POLÍTICA ▸ CASSAÇÃO

Três membros do TRE-MT votam por cassar mandato do deputado Carlos Avallone (PSDB)

O juiz-membro do Tribunal Regional Eleitoral (TRE-MT) Fábio Henrique Fiorenza votou por cassar o mandato do deputado estadual Carlos Avallone (PSDB) por caixa 2 e abuso de poder econômico na eleição de 2018. Ele foi acompanhado pelos magistrados Bruno D’Oliveira Marques e Sebastião Barbosa, mas Jackson Coutinho pediu vistas e adiou a conclusão do julgamento.

Falta um voto para confirmar a cassação do mandato no TRE-MT. Pela votação nas eleições de 2018, o ex-deputado estadual e ex-prefeito de Tangará da Serra Saturnino Masson seria o próximo na lista.

O julgamento começou ontem (2) e foi retomado com a votação de uma preliminar para avaliar se um vídeo gravado pela Polícia Rodoviária Federal (PRF) em que um homem ligado à campanha de Avallone confessava a ligação dos R$ 89,9 mil apreendidos com o deputado era legal.

A votação sobre o pedido da defesa do parlamentar para anular o vídeo como prova foi negada por maioria, tendo votado por manter a gravação os magistrados Fábio Henrique Fiorenza, Bruno D’Oliveira Marques, Jackson Coutinho e Gilberto Giraldelli. Apenas Armando Biancardini e Gilberto Bussiki entenderam que a gravação do vídeo seria ilegal porque os homens abordados no carro estariam produzindo provas contra si próprios, o que não é permitido pela Constituição Federal.

Ao votar a questão de mérito, ou seja, o pedido da Procuradoria Regional Eleitoral (PRE) para cassar o mandato do deputado, Fiorenza pediu que Avallone seja condenado por captação ilícita de recursos, o chamado caixa 2, e também por abuso de poder econômico – os R$ 89,9 fariam ele ultrapassar o limite de R$ 1 milhão permitido naquela eleição a deputado estadual.

Também pediu que o dinheiro seja destinado à União e que Avallone fique inelegível por oito anos.

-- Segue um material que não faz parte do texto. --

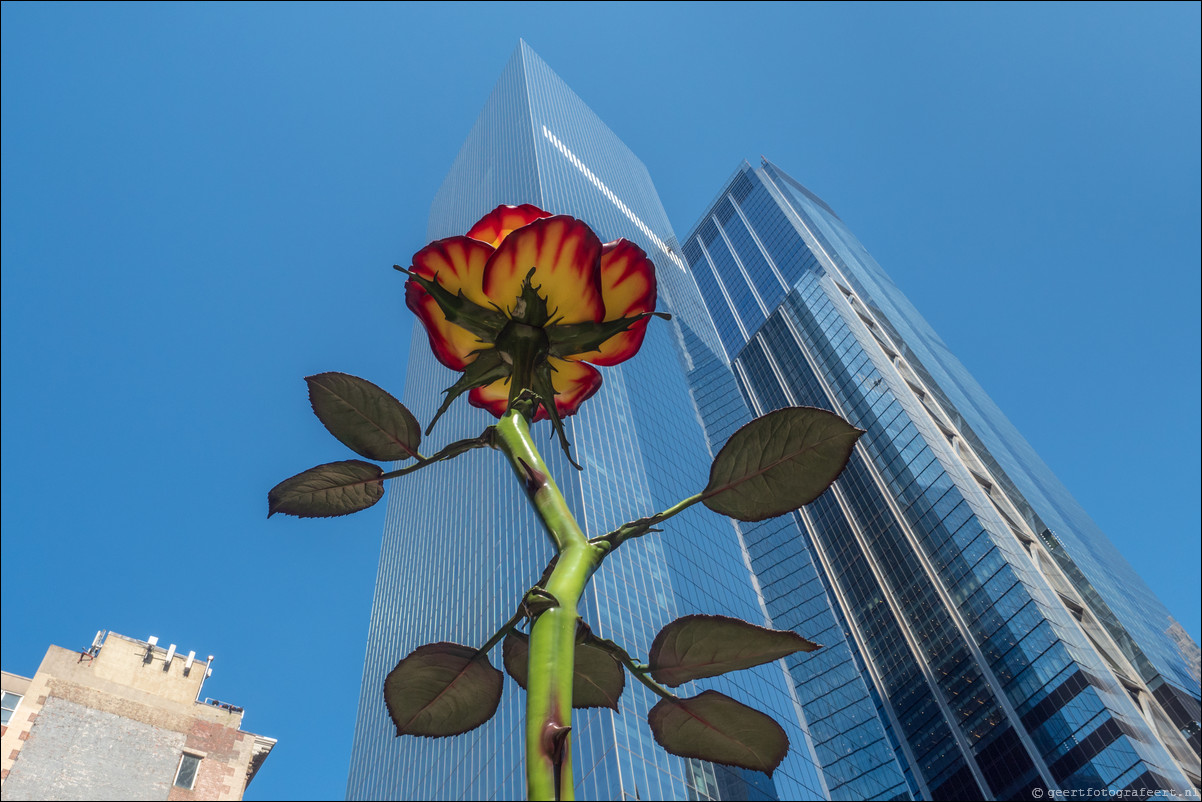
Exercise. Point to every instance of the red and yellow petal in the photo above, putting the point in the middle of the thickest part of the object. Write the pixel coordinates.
(494, 397)
(628, 286)
(457, 263)
(565, 255)
(453, 345)
(504, 220)
(575, 382)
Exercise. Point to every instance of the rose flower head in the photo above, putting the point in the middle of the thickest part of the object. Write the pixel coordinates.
(525, 304)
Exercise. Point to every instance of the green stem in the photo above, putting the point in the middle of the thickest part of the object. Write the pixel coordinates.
(553, 633)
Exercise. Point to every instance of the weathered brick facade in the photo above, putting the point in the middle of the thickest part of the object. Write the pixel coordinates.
(114, 725)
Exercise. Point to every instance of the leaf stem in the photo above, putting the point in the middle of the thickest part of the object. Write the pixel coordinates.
(504, 630)
(640, 670)
(642, 526)
(452, 450)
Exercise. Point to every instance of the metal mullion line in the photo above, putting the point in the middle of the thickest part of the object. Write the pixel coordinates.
(755, 241)
(1030, 546)
(738, 263)
(1035, 545)
(854, 625)
(891, 593)
(721, 287)
(932, 575)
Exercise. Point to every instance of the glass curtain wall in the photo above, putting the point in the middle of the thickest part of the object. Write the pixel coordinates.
(642, 449)
(985, 639)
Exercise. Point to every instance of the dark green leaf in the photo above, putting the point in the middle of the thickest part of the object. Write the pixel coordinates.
(597, 679)
(779, 462)
(706, 646)
(715, 728)
(327, 491)
(442, 689)
(364, 417)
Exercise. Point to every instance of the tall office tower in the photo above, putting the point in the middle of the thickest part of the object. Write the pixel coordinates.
(983, 639)
(460, 546)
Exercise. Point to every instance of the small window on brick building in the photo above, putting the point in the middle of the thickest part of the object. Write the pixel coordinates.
(186, 774)
(9, 706)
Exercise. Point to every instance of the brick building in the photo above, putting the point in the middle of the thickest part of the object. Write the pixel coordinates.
(123, 720)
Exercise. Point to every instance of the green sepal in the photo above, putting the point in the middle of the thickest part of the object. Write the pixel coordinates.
(571, 339)
(545, 390)
(483, 322)
(485, 369)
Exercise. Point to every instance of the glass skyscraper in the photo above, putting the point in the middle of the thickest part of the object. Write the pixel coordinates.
(983, 639)
(457, 572)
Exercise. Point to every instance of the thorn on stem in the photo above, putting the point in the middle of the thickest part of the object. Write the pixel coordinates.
(534, 479)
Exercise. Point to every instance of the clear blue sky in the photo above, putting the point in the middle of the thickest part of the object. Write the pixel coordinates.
(201, 205)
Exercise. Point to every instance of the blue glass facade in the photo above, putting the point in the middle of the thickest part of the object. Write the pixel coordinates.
(642, 450)
(983, 637)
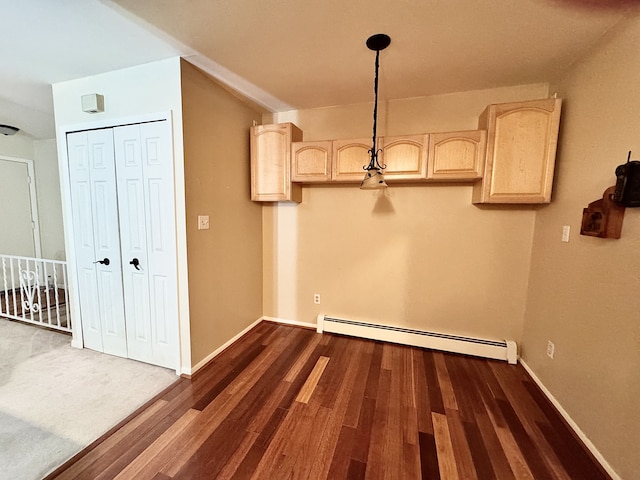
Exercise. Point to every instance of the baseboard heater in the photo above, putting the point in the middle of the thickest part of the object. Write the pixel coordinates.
(496, 349)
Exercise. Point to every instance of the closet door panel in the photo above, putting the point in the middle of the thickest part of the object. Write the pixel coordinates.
(135, 273)
(157, 154)
(145, 171)
(95, 220)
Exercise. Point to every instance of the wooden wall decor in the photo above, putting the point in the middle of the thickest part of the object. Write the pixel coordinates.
(603, 218)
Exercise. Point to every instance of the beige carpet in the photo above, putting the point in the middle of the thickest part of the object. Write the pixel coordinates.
(55, 399)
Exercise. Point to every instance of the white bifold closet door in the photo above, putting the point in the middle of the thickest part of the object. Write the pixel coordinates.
(124, 211)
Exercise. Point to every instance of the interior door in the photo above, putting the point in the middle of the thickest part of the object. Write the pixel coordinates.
(144, 165)
(97, 240)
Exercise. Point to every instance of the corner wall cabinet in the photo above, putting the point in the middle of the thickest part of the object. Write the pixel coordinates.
(521, 151)
(123, 213)
(271, 163)
(510, 158)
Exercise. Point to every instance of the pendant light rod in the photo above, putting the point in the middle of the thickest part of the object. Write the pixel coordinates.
(376, 42)
(373, 178)
(374, 148)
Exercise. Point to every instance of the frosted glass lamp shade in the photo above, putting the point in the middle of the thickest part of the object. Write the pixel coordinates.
(373, 180)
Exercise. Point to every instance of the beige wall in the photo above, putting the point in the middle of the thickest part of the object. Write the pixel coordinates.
(585, 295)
(19, 145)
(415, 256)
(225, 262)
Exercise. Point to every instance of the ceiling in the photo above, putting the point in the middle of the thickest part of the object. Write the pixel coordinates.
(294, 54)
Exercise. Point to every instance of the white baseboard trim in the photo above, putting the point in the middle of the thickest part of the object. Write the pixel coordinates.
(592, 448)
(290, 322)
(217, 351)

No voto, ainda determinou que dois envolvidos no caso sejam investigados por falso testemunho durante o processo por causa de mudanças de versões sobre o dinheiro apreendido.

A defesa alegava que haveria violação ao princípio da incongruência, porque inicialmente a acusação era de compra de votos e não de caixa 2. O relator, contudo, rejeitou essa tese, entendendo que os fatos a ocultação dos valores do caixa de campanha estavam presentes desde o começo do processo e que o deputado chegou, inclusive, a se defender e negar ter qualquer relação com os R$ 89,9 mil.

Fiorenza destacou que Avallone "omitiu a arrecadação de R$ 89 mil, movimentou valores fora da conta de campanha, ultrapassou o limite legal, e considerando o valor envolvido, todos esses atos ainda se enquadram em abuso de poder econômico. E entendo que os fatos atraem a cassação do mandato, pois a alta soma poderia ser capaz de desequilibrar o pleito”. Ele passou cerca de 20 minutos narrando furos na narrativa dos três homens que foram abordados com o dinheiro apenas três dias antes da votação em 2018.

Ao concordar com a cassação, o juiz Bruno D’Oliveira Marques reiterou que os fatos levantados pela PRE no processo apontam claramente para o caixa 2.

"A prova é farta no mérito, de que esse dinheiro pertencia ao candidato. Dizer que esse dinheiro era empréstimo de Armando para Luiz da Guia, que foi entregue em caixa de sapata na rua, é ofender a inteligência de um homem médio. A prova é farta no sentido de que esse recurso era da campanha", disse.

O magistrado disse que a “probabilidade de ser utilizado para compra de voto e para pagar despesas fora da contabilidade, porque já tinha extrapolado o limite, a probabilidade disso é muito maior do que o dinheiro ter sido empréstimo”. E foi duro: “vamos falar a verdade aqui, né. Se entender que não há prova desses fatos, vamos fechar a porta deste tribunal e devolver à política a fiscalização das eleições como era na década de 1930”.